The Machine Learning Models applied are as follows:
- Bagging with Decision Tree
- Random Forest
- AdaBoost
- 3-NN
- SVM with Linear Kernel
- SVM with RBF Kernel
- Naive Bayes
- Decision Tree
- Kmeans (5 clusters) with 3-NN classifier -> Stacking
The datasets used to compare the above models are listed below:
- Abalone (https://archive.ics.uci.edu/ml/datasets/abalone)
- Balance Scale (http://archive.ics.uci.edu/ml/datasets/balance+scale)
- CMC (https://archive.ics.uci.edu/ml/datasets/Contraceptive+Method+Choice)
- Glass (https://archive.ics.uci.edu/ml/datasets/glass+identification)
- Housing (https://archive.ics.uci.edu/ml/machine-learning-databases/housing/)
- Haberman (https://archive.ics.uci.edu/ml/datasets/Haberman%27s+Survival)
- HSLog (http://archive.ics.uci.edu/ml/datasets/statlog+(heart))
- Ionosphere (https://archive.ics.uci.edu/ml/datasets/ionosphere)

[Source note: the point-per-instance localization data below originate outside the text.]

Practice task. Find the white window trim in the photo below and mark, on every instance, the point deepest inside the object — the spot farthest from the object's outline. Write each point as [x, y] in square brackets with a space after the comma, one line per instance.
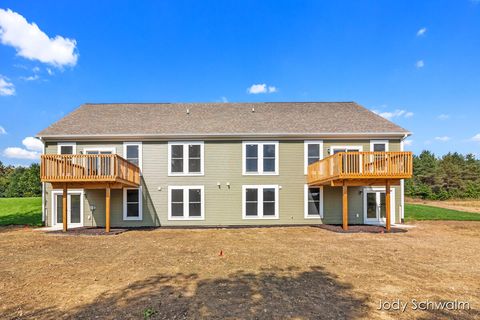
[260, 158]
[113, 150]
[385, 142]
[140, 152]
[186, 157]
[260, 202]
[332, 148]
[140, 205]
[392, 205]
[56, 192]
[306, 143]
[186, 202]
[66, 144]
[306, 215]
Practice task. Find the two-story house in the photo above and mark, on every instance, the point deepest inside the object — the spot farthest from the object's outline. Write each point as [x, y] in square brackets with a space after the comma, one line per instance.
[223, 164]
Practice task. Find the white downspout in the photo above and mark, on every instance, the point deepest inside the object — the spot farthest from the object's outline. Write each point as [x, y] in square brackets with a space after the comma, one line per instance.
[43, 188]
[402, 186]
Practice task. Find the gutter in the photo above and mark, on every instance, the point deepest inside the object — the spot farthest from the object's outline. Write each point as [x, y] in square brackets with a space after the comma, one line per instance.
[222, 136]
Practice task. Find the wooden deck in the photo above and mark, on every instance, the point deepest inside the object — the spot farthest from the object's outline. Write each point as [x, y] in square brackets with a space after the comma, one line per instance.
[361, 168]
[89, 171]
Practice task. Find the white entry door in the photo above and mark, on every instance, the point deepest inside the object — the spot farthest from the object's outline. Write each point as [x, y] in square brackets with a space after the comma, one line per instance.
[74, 209]
[375, 210]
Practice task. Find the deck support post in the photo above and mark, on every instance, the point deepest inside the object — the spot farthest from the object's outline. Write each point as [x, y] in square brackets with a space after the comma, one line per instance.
[107, 209]
[64, 207]
[345, 207]
[388, 207]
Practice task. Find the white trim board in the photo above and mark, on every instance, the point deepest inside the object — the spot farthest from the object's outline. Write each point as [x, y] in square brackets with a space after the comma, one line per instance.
[305, 203]
[140, 205]
[306, 143]
[260, 202]
[186, 157]
[392, 205]
[260, 171]
[53, 206]
[186, 202]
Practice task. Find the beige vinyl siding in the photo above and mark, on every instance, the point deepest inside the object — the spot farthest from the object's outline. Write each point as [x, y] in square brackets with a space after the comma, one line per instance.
[223, 205]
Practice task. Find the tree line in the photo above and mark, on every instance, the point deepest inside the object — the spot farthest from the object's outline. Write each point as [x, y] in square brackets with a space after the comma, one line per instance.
[20, 181]
[451, 176]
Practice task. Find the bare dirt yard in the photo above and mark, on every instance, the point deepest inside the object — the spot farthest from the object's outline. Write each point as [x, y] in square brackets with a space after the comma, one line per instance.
[265, 273]
[460, 205]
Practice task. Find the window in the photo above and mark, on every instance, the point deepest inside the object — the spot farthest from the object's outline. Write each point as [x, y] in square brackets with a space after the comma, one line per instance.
[132, 204]
[185, 203]
[313, 151]
[132, 151]
[313, 202]
[379, 160]
[185, 158]
[350, 163]
[379, 145]
[66, 148]
[260, 202]
[99, 165]
[260, 158]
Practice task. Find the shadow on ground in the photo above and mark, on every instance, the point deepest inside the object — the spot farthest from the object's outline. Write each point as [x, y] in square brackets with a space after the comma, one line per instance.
[31, 218]
[269, 294]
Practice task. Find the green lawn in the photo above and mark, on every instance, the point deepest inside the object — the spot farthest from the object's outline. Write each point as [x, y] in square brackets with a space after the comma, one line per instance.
[421, 212]
[21, 211]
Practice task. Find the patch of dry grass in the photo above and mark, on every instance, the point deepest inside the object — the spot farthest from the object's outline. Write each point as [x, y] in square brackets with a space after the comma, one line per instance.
[297, 273]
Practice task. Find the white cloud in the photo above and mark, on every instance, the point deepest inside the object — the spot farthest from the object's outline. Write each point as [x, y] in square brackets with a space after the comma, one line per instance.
[33, 144]
[33, 44]
[394, 114]
[31, 78]
[476, 138]
[6, 87]
[261, 88]
[272, 89]
[443, 139]
[421, 32]
[19, 153]
[33, 150]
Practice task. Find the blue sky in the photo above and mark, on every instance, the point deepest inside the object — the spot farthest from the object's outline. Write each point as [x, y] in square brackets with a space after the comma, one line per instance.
[415, 62]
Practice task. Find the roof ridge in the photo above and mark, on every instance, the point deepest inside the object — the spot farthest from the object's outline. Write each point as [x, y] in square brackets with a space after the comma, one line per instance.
[237, 102]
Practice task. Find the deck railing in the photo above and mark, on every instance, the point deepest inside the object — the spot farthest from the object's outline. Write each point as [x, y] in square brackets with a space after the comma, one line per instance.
[361, 165]
[88, 168]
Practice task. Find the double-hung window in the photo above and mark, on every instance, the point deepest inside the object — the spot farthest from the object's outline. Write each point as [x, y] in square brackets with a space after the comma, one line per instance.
[313, 202]
[185, 158]
[260, 158]
[132, 151]
[313, 151]
[260, 202]
[132, 203]
[186, 203]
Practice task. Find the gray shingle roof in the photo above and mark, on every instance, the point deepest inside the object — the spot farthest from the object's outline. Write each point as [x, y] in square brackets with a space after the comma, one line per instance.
[221, 119]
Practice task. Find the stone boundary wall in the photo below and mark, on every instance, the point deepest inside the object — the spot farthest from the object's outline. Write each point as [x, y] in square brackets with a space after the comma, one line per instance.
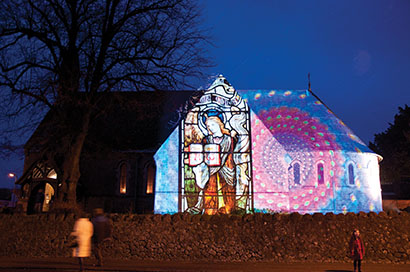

- Nursery (https://archive.ics.uci.edu/ml/datasets/nursery)
- Phoneme (uploaded)
Each model is applied on each dataset with a 10x10 Fold Cross Validation and a comprehensive table for each performance measure (F-measure, Accuracy and AUC) is written to 'Results.csv'. Statistical analysis via t-test and WIN-TIE-LOSS is also performed and a table for each performance measure is again written to the same CSV file. These 6 tables are formatted properly and explained in the document 'Report.docx' uploaded.
Each table compares a specific performance measure of the given models with respect to each dataset.